Iga Świątek w trudnej sytuacji. Czy poradzi sobie z napięciem?
2024-11-04
Autor: Ewa
WTA Finals rozpoczęło się z pełną mocą, a Iga Świątek, polska złota medalistka, po długiej przerwie stawiła czoła kolejnej rywalce. Mimo zwycięstwa 4:6, 7:5, 6:2 w meczu z Barborą Krejcikovą, nasza tenisistka znalazła się w trudnej sytuacji. Czeszka postawiła duży opór, a dziennikarze z Czech szybko zaczęli komentować występ Polki.
Karel Knap, szef tenisowego działu w czeskim Canal+ Sport, zauważył, że Iga na początku meczu nie była w pełni przygotowana. Wskazał, że Barbora lepiej dostosowała się do warunków panujących w Rijadzie, co miało kluczowe znaczenie dla przebiegu rywalizacji. „Nie jest fizycznie gotowa do rywalizacji, ma problemy z kolanami i barkiem, a w trakcie meczu sytuacja mogła się jeszcze pogorszyć” - stwierdził Knap.
Czesi są zdania, że choć Iga jest niezwykle utalentowaną zawodniczką, to jej występ w rywalizacji nie był na najwyższym poziomie. „Barbora lepiej weszła w mecz, zna Igi styl gry. Nie wykorzystała przewagi, co pozwoliło Idze się uspokoić i grać lepiej” - dodał Jarosław Plasil, kolejny dziennikarz.

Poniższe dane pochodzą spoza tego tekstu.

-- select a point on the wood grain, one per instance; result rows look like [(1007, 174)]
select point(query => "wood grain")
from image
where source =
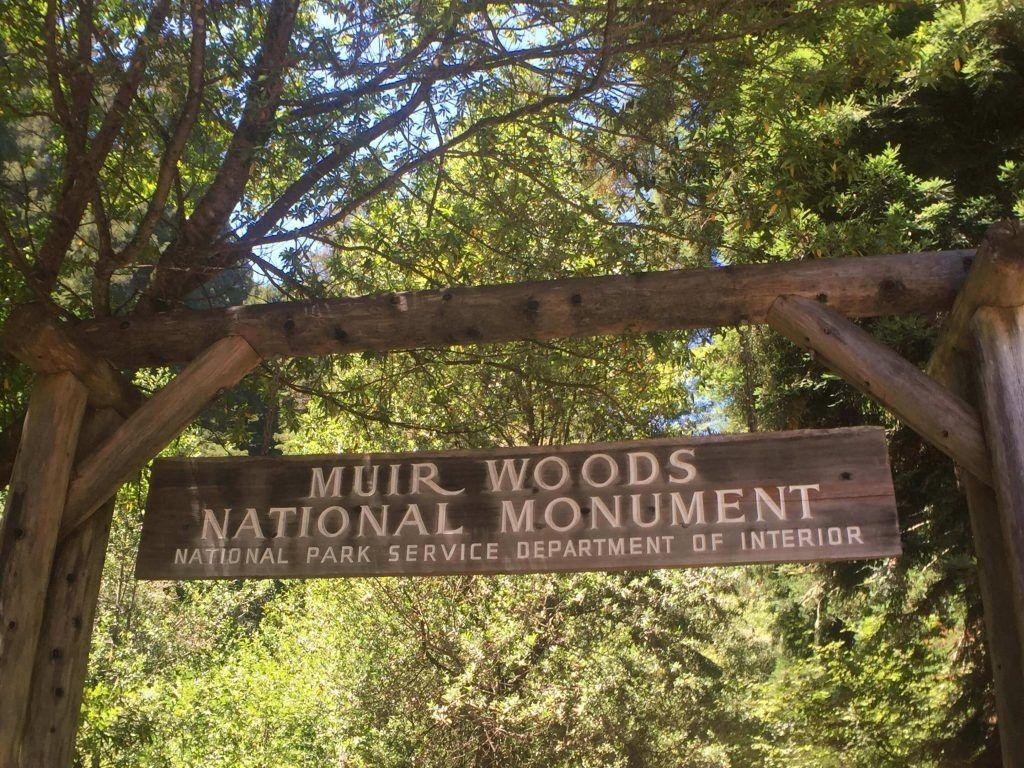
[(28, 539), (996, 279), (574, 307), (152, 427), (33, 336), (849, 466), (62, 651), (928, 408), (999, 336)]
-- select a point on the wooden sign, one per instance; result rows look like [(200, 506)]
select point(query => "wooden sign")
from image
[(803, 496)]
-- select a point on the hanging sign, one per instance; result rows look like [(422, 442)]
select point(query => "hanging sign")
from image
[(802, 496)]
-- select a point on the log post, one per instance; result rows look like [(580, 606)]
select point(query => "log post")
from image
[(927, 407), (151, 428), (62, 652), (1006, 649), (999, 336), (28, 540)]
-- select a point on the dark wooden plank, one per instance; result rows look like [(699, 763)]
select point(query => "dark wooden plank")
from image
[(574, 307), (927, 407), (304, 524)]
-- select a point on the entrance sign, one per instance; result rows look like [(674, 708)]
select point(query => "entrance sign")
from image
[(802, 496)]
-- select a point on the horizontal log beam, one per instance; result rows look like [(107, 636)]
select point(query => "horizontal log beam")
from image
[(573, 307), (33, 336), (151, 429), (995, 280), (924, 404)]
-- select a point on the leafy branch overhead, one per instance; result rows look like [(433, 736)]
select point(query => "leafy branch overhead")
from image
[(152, 146)]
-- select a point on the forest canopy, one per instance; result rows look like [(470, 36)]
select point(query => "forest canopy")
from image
[(161, 154)]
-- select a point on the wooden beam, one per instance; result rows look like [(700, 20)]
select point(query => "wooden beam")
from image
[(28, 540), (33, 336), (151, 428), (62, 652), (995, 280), (579, 306), (1006, 651), (1006, 646), (928, 408), (999, 336)]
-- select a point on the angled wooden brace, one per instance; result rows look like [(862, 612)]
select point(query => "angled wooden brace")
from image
[(108, 454), (928, 408)]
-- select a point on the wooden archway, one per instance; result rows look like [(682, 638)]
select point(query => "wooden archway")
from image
[(88, 429)]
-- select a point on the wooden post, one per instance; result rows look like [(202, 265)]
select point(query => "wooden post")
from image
[(542, 309), (999, 335), (927, 407), (28, 540), (1006, 652), (151, 428), (62, 653), (996, 279)]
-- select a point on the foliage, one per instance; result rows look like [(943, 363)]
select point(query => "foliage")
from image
[(803, 132)]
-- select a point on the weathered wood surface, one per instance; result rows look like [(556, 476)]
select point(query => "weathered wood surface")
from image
[(28, 540), (1003, 636), (1006, 649), (580, 306), (999, 335), (33, 336), (62, 652), (800, 496), (996, 279), (151, 428), (930, 409)]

Czeskie opinie są jednak mało optymistyczne. Knap zauważył, że Iga miała problemy z returnem, ale poprawiła się w trakcie meczu, co pokazuje jej zdolność dostosowania się do sytuacji. Jednak obaj dziennikarze wyrazili wątpliwości co do jej szans w nadchodzącym pojedynku z Aryną Sabalenką, zauważając, że Iga musi znacznie poprawić swoją formę, aby móc rywalizować z tak silnymi przeciwniczkami.
„Iga musi zmierzyć się z dużym napięciem wewnętrznym. Jej następnym przeciwnikiem będzie Coco Gauff, a ich mecz zaplanowany jest na wtorek, 5 listopada, o godz. 16:00” - kończy Plasil. Jak zareaguje Iga na te wszystkie trudności? Czy uda jej się przełamać kolejne bariery i pokazać swoją najlepszą grę na WTA Finals?